There was the briefest pause—the pause of a man deciding whether refusal would incriminate him more than compliance—then he turned to the computer terminal. He pulled up Ethan’s file, and I scanned the notes. What I read made my hands start to tremble. Vital signs documented: elevated temperature, elevated heart rate, elevated respiratory rate. Objective signs of systemic illness. Then the physical exam note: Patient states he has abdominal pain. Mild tenderness noted on palpation. No obvious acute pathology. Patient appears to be exaggerating symptoms. Likely drug-seeking behavior. Prescribed acetaminophen 500 mg and recommended discharge.
That was it.
No full abdominal assessment. No notation of McBurney’s point tenderness. No rebound evaluation. No guarding. No rigidity. No labs. No imaging. No meaningful differential diagnosis. No justification beyond an assumption disguised as judgment. I looked up from the screen.
“This isn’t a medical assessment,” I said. “This is malpractice.”
His face flushed. “You can’t come into my ER and throw that word around because you disagree with a clinical decision.”
“This is not disagreement. This is negligence. Your own chart documents signs of systemic illness, and you did nothing with them.”
He opened his mouth again, but I was already taking out my phone. “I am calling Dr. Andrea Whitmore, chief of emergency medicine. I am requesting an immediate surgical consult for my son. And after that, I am filing a formal complaint with the state medical board about your negligent care.”
When I turned away from him, I heard him say my name, but I did not stop.
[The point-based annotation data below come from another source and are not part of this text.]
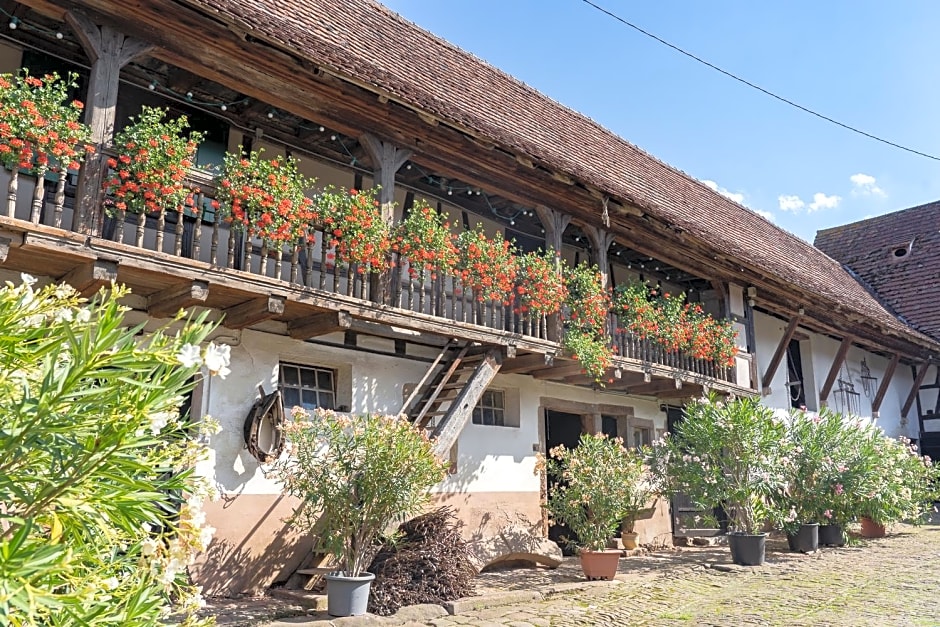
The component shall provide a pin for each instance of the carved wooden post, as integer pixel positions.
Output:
(600, 242)
(387, 159)
(108, 51)
(555, 224)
Back in Ethan’s curtained bay, he was trying to sit upright and failing, his face pinched with pain. “Dad,” he said, “it’s worse.”
I put a hand on his shoulder. “I know. We’re getting you help right now.”
Andrea Whitmore answered on the third ring with the sharp alertness of someone who had spent decades being woken by emergencies. She and I knew each other professionally from conferences, joint committee work, and the small fraternity of physicians who still believed hospital administration should fear poor medicine more than bad press.